What happened? Well, we actually get a decent pass rush, forcing Metts to step up in the pocket. Unfortunately, no one is there to clean him up. From what I can tell, the offense is running 5 vertical routes. Everyone just go for the first down line, and Metts will throw to whomever he thinks is open. In this situation, he decides to throw it to Beckham, between Wilson and Floyd and in front of Mauger, who made the tackle. Floyd and Wilson were both in zone, and Beckham simply split it. Mauger was in a deep zone, and came up to make the tackle, just as is his assignment. He actually was giving our Corner help on the widest receiver who was headed up the sideline.
This play pissed our fanbase off because many of them wanted us to blitz. Of course, many of those same people were asking why we were blitzing earlier in the game when a blitz got beat for a big throw.

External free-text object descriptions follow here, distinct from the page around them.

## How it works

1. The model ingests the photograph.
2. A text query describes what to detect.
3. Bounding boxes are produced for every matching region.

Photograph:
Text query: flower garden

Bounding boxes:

So, you know, genius fans. Here’s the 17-beers and three quarters of a game-in logic: “It’s 3rd and 23! You have to trust that you won’t give up the big play. You have to put the pressure on and force the QB to throw a bad ball. That’s what you HAVE to do.” Of course, this exact same playcall worked 3-4 times against South Carolina. The fact is, you’re much more likely to give up a huge play on a blitz than you are on a deep drop. Did it suck to give up the first down? yes. Would our fanbase be even more rabid if we’d been hit for a bomb TD there? Yup. But, I’m not here to talk about what if’s. I’m telling you what happened. Moving on.
I don’t know that I was pissed off, but I sure was frustrated by the defensive call. I’m not an in the arena guy by any means, but it seems to me that in that kind of situation, it’s not so much that you want to force the quarterback to throw a bad ball, as it is that you want him to throw early. 23 yards is a lot of real estate to make up and that takes time for the receivers to run their routes. Why would you want to give “an NFL OC, and NFL QB and two NFL wideouts” time? Georgia got a fair amount of pressure on Mett throughout the game with a four-man rush when the run was a viable option. If you’re going to take something on faith in a pass-only situation, why not have faith that Jenkins, Floyd and the other two can make Mettenberger come to a decision early than he would have liked?
And the thing is, I give Grantham credit for changing his approach on LSU’s last series of the game. Hey, look, it’s a learning experience for him, too, as he’s still trying to figure out what his guys are capable of as a group.
The good thing is that, between the offense playing lights out and the softening of the schedule, there’s enough time to get the kinks worked out. If things settle in by Florida, nobody’s gonna care about the early jitters. Going into the season, we all knew it was going to be a race against time for the defense to click. It’s been managed well so far and it’s reasonable to expect that everyone will keep plugging away to get better. We’ll just have to wait and see how that goes.